Aydınlık gerçekçilik anlayışı, şahısların değil, sosyal düzenin bozuk olduğu, şahısların bu yüzden yozlaştıkları ana düşüncesine dayanır. Bu anlayışın uygulaması, en kötü davranışları gösteren vaka şahısları karşısında bile tarafsız davranan bir anlatıcı, bu şahısların kurtulacaklarına inanan bir yazar şeklindedir. Orhan Kemal'in bazı romanlarında görülen "olumlu tipler" bu bakışın ürünüdürler. Dikkat edilirse, yazarın "aydınlık gerçekçilik" diye adlandırdığı anlayış, "sosyalist hümanizm"dir.

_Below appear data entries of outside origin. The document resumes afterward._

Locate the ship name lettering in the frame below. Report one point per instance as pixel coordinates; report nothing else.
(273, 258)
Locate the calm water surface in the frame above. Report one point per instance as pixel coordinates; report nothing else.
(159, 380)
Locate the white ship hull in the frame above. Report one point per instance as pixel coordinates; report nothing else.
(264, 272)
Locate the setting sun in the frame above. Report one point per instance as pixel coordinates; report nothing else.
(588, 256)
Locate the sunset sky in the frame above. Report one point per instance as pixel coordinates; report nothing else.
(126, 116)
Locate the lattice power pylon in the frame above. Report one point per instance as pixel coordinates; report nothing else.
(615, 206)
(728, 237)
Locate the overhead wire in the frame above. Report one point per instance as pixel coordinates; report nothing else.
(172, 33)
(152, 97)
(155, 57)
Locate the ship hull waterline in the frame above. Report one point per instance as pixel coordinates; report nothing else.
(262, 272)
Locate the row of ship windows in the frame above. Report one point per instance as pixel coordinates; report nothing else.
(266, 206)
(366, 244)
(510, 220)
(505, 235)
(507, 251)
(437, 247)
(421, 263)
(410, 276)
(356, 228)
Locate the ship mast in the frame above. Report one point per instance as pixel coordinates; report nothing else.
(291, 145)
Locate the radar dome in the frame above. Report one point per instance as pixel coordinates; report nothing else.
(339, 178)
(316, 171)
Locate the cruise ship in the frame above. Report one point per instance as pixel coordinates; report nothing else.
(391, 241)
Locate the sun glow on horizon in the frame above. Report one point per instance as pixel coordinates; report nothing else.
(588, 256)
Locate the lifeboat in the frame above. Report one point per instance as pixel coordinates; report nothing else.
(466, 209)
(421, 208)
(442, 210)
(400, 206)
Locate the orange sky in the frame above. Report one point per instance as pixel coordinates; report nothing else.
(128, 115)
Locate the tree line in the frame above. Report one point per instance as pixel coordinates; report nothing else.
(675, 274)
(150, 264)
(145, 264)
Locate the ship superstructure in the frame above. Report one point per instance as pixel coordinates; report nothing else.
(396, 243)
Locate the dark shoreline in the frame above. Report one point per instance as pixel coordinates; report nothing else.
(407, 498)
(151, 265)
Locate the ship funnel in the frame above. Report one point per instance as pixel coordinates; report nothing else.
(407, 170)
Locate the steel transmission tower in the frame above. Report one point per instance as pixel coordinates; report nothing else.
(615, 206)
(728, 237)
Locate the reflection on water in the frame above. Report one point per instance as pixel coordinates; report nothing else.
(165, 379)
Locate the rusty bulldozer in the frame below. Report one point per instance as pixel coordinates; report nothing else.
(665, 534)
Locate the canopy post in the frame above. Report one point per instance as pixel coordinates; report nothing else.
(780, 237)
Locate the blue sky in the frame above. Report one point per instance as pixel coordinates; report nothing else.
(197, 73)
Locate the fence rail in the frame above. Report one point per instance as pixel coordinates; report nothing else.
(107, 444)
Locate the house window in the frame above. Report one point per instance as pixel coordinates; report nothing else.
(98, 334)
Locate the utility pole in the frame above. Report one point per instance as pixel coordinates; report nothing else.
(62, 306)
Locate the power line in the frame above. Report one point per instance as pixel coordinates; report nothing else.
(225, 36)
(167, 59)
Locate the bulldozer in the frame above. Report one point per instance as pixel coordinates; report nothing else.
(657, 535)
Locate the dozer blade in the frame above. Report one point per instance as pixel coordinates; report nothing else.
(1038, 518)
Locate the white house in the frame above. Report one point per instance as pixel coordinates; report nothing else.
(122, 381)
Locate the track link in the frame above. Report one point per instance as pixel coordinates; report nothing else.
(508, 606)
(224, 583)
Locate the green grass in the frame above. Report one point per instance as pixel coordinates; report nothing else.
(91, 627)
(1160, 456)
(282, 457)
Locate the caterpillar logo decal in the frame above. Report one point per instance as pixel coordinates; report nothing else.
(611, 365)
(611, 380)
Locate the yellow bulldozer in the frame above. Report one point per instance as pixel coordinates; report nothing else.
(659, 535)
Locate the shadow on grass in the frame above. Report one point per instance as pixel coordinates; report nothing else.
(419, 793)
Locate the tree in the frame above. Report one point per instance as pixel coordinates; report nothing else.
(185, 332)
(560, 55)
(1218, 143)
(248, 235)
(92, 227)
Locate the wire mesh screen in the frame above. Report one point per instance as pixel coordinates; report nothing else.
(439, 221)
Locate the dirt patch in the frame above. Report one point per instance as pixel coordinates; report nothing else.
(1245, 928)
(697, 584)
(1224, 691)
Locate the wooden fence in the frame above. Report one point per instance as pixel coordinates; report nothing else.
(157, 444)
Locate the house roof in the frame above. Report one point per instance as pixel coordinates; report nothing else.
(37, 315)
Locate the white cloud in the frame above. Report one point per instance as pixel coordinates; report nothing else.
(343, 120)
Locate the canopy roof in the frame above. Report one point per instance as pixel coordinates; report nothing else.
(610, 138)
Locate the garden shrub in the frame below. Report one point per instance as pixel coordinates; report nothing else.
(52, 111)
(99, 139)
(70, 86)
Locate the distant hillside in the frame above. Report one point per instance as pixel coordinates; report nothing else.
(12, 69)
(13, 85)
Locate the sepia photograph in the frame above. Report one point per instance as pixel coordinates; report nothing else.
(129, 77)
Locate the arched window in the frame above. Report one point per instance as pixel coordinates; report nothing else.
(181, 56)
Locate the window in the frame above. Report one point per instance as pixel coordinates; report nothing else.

Orhan Kemal'in gerçekçilik anlayışında vurgulanması gereken bir husus da, yazarın yaşadıklarına çok fazla önem vermesidir. "Ben yaşadıklarımı yazdım" diyen Orhan Kemal, bu bakışıyla, gerçekçiliği, tecrübe ve gözleme kilitlemektedir. Fakat yazarın, bu tavrını daha çok başkalarını "yaşamadan yazıyorlar" şeklinde eleştirirken takındığını görürüz. Orhan Kemal'in romanları, vaka ve yazılış mekanları dikkate alındıklarında iki gurupta toplanırlar: Adana ve İstanbul romanları. İşledikleri konular, seçilen şahıslar esas alındıklarında ise otobiyografik romanlar, işçi romanları, kenar mahallenin yoksul insanlarının romanları ve kötü yolu işleyen romanlar şeklinde tasnif edilirler. Yansıtılan tarihî dönem dikkate alınırsa romanları, tarımda endüstrileşme ve Menderes dönemi romanları olarak ayırabiliriz. Seri romanlar, tip romanları, melodramatik romanlar olarak da bir tasnif yapmak mümkündür. Ancak genel manada Orhan Kemal'in romanları, belirttiğimiz tasnifleri de içine alan şu dört gurupta toplanmalıdır: 1.Yazarın kendi çocukluğunu ve ilk gençliğini, Türkiye'deki siyasî sosyal ve ekonomik değişmelere göndermeler de yaparak işlediği "otobiyografik romanlar". 2.Tarımda endüstrileşmenin, Menderes dönemiyle başlayan demokratik siyasi uygulama ve kapitalist ekonomik yapılaşmanın da yansıdığı "Çukurova'daki tarım ve fabrika insanlarının romanları". 3. Özelikle 1950'lerden sonra değişen sosyal hayat tarzını, tüketim anlayışını ve bunların doğurduğu problemleri ele alan "İstanbul'daki küçük ve yoksul insanların dünyasını anlatan romanlar. 4. Komik tip oluşturma amacının güdüldüğü "Mizahî romanlar. Bu tasnifler, Türkiye'de 1930-1970 arası yaşanan sosyal siyasi ve ekonomik dönüşümlerin romanlarda yansıdıklarını gösterirler. Sosyal değişimleri ve bunların insan üzerindeki etkilerini araştıranlar, Orhan Kemal'in romanlarındaki şehre gelen köylüyü; geleneksel hayat tarzından, karşılıklı çıkarlara dayanan hayat tarzına geçerken çeşitli problemler yaşayanları; ağalıktan patronluğa geçen zengini; artist olmak için evini terk eden kızları okumak zorundadırlar. Siyasi araştırmalar yapanlar, bu romanlarda yansıyan, halkın ve iktidarın Serbest Fırka'ya karşı takındığı tutumları, Demokrat Parti'nin halkın ilgisini nasıl çektiğini, Cumhuriyet Halk Parti'sinin bu akın karşısında nasıl paniğe kapıldığını, bunun yanında politik kayırıcılığın, devlet baskısının nasıl insanları değiştirmeye başladığını görmelidirler.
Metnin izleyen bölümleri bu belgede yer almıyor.